Toll Brothers reported fourth‑quarter 2025 revenue of $3.42 billion, a 3.0% year‑over‑year increase that surpassed the consensus estimate of $3.32 billion. Diluted earnings per share came in at $4.58, missing the consensus of $4.87 by $0.29 (6.2% miss). The company delivered 3,443 homes, up 0.4% from 3,431 in the same quarter a year earlier, and its net signed contract value fell to $2.53 billion from $2.66 billion, while the backlog declined to $5.5 billion from $6.5 billion.

The adjusted home‑sales gross margin contracted to 27.1% in Q4 FY2025, down from 27.5% in Q3 FY2025 and 27.9% in Q4 FY2024. The decline reflects higher input costs, a shift toward lower‑margin product lines, and the impact of a modest price‑adjustment strategy aimed at maintaining demand in a soft market.

Home deliveries rose modestly, but the backlog and signed‑contract figures indicate a slowdown in future sales. The backlog drop of $1.0 billion and the $140 million decline in net signed contracts suggest that demand is easing, even as the company continues to add new communities—its community count grew 9% year‑over‑year, adding 9 new developments that could support future growth.

CEO Douglas C. Yearley said the firm is “running the business in a disciplined manner” and is “managing spec starts and inventory on a community‑by‑community basis.” He highlighted the company’s luxury brand strength and the financial resilience of its affluent buyers, noting that these factors help offset the softness in the broader market.

For the first quarter of fiscal 2026, Toll Brothers guided to 1,800–1,900 home deliveries at an average price of $985,000–$995,000 and an adjusted gross margin of 26.25%, a slight decline from the 27.1% margin reported in Q4 FY2025. The guidance signals a cautious outlook, reflecting the company’s assessment of continued demand softness and the need to preserve profitability.

Investors reacted negatively to the earnings miss, with market sentiment turning cautious. The EPS shortfall and the decline in backlog and signed contracts were cited as key concerns, underscoring worries about the company’s ability to sustain growth in a challenging environment.
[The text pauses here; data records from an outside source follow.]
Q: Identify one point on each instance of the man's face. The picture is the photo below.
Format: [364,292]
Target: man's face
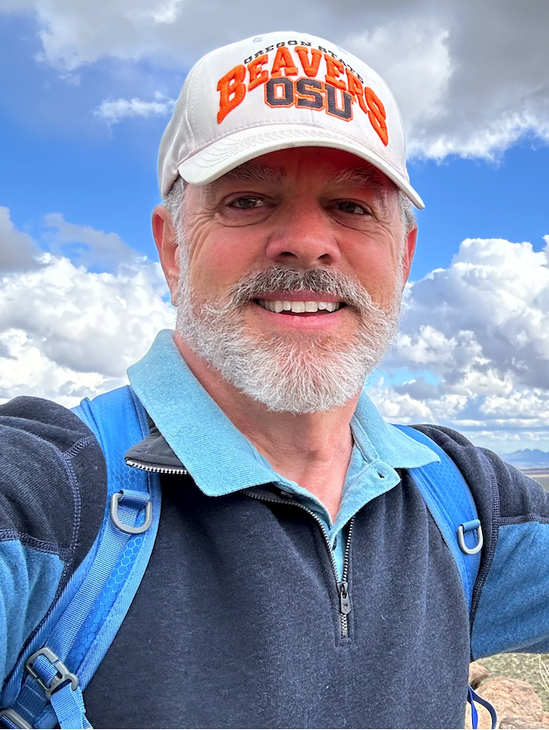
[293,265]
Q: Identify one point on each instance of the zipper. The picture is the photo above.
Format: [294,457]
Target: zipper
[157,469]
[342,585]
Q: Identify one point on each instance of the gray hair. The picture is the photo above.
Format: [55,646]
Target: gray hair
[174,204]
[174,200]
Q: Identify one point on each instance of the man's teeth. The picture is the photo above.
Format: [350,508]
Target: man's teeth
[297,307]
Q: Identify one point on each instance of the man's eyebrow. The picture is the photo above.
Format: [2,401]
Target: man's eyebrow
[358,177]
[248,172]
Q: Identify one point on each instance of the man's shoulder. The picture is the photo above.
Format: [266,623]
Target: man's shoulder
[53,478]
[498,487]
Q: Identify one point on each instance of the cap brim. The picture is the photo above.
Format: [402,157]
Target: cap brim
[227,153]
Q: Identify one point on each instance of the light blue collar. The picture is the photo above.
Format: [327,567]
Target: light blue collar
[222,460]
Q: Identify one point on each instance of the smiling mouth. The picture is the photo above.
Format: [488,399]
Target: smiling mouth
[285,307]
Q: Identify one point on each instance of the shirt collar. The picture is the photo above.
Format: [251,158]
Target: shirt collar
[219,457]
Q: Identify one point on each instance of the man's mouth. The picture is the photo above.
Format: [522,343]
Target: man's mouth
[298,307]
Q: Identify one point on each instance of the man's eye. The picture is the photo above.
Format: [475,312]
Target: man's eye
[246,203]
[347,206]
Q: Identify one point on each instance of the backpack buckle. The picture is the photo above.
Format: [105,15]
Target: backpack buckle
[43,673]
[13,718]
[463,529]
[144,501]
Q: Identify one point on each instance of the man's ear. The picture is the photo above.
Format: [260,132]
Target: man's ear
[165,238]
[408,254]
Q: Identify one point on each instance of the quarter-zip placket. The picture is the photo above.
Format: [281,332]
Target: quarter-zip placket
[342,586]
[172,470]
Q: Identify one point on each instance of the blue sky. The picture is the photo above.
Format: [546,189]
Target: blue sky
[476,107]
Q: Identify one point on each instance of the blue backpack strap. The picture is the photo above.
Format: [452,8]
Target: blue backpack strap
[45,688]
[451,504]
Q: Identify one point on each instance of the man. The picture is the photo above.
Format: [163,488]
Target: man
[297,579]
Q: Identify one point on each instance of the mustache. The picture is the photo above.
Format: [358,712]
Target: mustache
[320,281]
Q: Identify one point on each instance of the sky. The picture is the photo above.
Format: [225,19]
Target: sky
[86,90]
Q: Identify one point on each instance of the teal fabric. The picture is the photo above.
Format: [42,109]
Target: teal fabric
[221,460]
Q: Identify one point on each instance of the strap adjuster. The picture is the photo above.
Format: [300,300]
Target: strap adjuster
[63,675]
[463,529]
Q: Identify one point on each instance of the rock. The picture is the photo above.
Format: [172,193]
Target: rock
[517,723]
[477,674]
[516,703]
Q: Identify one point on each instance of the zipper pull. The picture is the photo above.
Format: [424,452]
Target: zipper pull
[344,600]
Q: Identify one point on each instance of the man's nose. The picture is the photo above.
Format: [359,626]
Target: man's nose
[304,236]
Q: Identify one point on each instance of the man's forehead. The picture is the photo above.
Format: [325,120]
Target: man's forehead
[341,168]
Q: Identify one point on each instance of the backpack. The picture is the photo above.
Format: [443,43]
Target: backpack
[45,687]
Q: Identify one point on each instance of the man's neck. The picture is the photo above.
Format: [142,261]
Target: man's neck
[311,449]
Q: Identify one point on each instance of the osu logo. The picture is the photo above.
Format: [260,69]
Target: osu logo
[335,94]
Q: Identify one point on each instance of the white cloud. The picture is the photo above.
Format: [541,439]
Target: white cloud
[112,111]
[474,338]
[471,77]
[481,328]
[87,246]
[66,332]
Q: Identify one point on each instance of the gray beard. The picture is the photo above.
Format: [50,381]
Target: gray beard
[292,372]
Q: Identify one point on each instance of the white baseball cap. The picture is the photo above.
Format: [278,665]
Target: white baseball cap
[275,91]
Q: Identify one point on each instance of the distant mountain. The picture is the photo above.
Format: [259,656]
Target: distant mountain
[528,459]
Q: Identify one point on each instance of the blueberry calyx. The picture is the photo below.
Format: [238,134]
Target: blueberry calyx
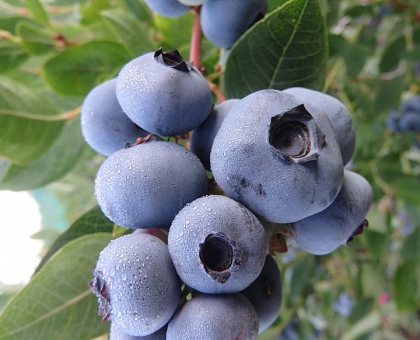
[296,136]
[173,59]
[359,230]
[99,288]
[219,256]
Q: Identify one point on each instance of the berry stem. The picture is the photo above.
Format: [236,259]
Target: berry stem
[195,51]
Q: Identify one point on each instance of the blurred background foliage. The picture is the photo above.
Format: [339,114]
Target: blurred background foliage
[53,52]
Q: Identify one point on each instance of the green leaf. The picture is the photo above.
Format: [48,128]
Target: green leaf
[11,55]
[57,303]
[139,9]
[392,55]
[52,165]
[411,246]
[372,279]
[388,96]
[287,48]
[367,324]
[129,32]
[94,221]
[405,285]
[29,122]
[38,11]
[176,32]
[78,69]
[303,269]
[35,39]
[355,57]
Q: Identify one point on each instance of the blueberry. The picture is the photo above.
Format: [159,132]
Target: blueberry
[217,245]
[163,93]
[146,185]
[116,334]
[167,8]
[105,127]
[277,159]
[215,317]
[223,22]
[265,293]
[324,232]
[203,136]
[337,113]
[136,284]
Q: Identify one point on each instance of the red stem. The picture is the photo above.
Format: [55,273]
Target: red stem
[195,52]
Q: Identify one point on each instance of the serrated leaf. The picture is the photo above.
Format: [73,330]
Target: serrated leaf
[11,55]
[53,164]
[29,123]
[57,303]
[35,39]
[76,70]
[287,48]
[38,11]
[94,221]
[129,32]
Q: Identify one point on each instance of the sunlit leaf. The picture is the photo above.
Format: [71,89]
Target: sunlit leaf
[287,48]
[57,303]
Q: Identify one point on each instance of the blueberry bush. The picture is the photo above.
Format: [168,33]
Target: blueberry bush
[319,142]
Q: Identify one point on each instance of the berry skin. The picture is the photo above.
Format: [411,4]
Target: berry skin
[136,284]
[193,2]
[215,317]
[217,245]
[265,293]
[105,127]
[116,334]
[203,136]
[337,113]
[164,94]
[167,8]
[324,232]
[223,22]
[274,157]
[146,185]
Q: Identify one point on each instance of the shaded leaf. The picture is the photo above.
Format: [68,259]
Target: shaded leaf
[53,164]
[405,285]
[287,48]
[411,246]
[139,9]
[129,32]
[38,11]
[94,221]
[392,55]
[28,121]
[76,70]
[57,303]
[355,57]
[11,55]
[34,39]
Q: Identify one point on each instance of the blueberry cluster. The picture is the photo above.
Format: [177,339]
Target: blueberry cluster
[197,265]
[222,22]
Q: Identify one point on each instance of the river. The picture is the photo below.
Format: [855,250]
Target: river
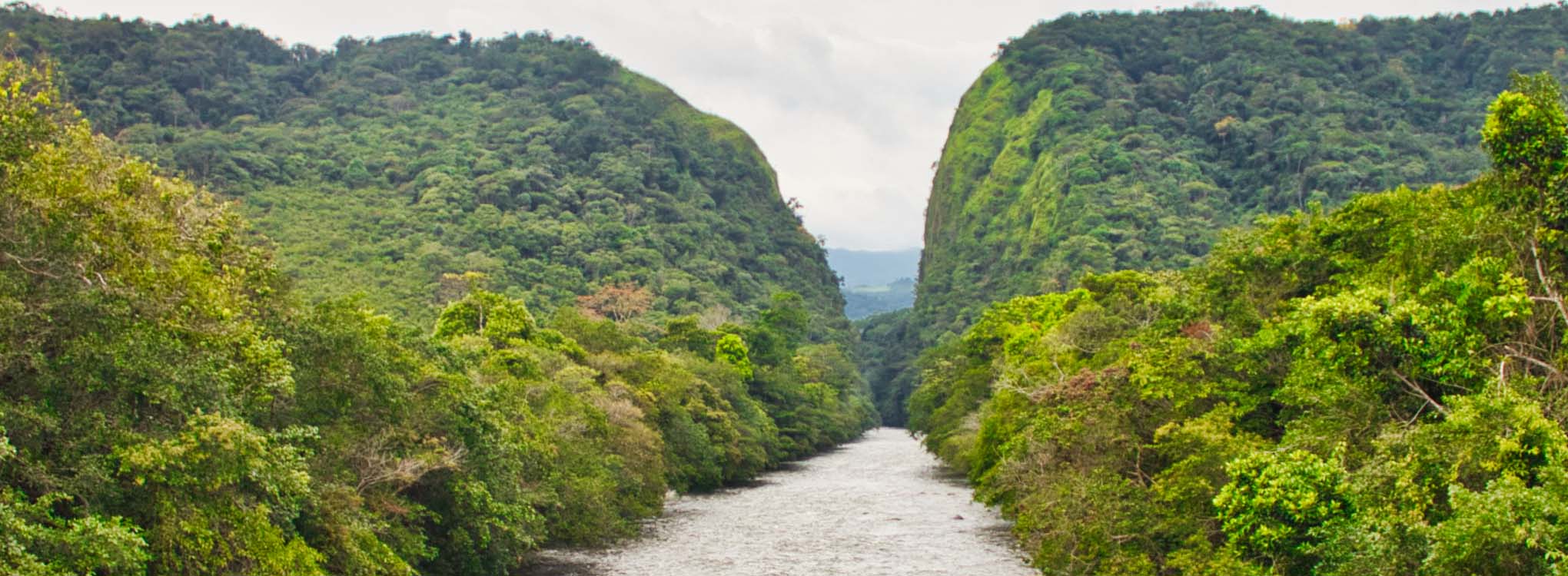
[879,506]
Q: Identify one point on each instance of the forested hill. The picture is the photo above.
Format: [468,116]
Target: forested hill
[1114,141]
[1109,141]
[383,165]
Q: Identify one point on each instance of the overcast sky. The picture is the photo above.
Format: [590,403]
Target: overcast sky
[849,99]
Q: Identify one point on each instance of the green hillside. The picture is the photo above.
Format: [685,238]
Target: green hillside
[1370,390]
[380,167]
[1126,141]
[168,404]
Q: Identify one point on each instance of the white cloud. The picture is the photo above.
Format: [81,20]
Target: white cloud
[850,101]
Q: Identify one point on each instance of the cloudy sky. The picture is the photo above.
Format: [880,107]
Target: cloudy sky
[849,99]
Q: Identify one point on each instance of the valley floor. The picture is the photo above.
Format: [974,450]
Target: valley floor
[877,506]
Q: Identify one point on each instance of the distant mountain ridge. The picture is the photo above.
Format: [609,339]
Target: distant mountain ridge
[874,268]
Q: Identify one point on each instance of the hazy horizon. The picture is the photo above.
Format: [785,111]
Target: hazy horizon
[850,102]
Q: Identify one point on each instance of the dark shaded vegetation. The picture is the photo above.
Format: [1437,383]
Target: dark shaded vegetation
[1128,141]
[173,401]
[1369,390]
[383,165]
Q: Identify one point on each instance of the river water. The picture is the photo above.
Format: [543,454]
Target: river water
[872,508]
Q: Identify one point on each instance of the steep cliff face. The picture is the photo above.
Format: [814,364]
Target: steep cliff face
[1126,141]
[1112,141]
[383,165]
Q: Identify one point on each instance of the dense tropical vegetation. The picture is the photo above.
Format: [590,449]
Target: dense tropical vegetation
[1370,390]
[171,404]
[1109,141]
[383,165]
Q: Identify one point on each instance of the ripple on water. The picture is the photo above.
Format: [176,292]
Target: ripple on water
[872,508]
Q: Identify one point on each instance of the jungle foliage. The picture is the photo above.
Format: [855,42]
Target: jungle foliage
[170,404]
[1109,141]
[1370,390]
[380,167]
The earnings release also noted that Toll Brothers repurchased approximately 1.8 million shares during the quarter and ended with $1.26 billion in cash and cash equivalents. The company’s delayed sale of its Apartment Living business to Kennedy Wilson and the $750 million in shareholder returns—including buybacks and dividends—highlight its focus on capital allocation and shareholder value. Overall, the results paint a picture of a company that is managing headwinds through disciplined pricing and inventory control while maintaining a strong luxury brand foundation.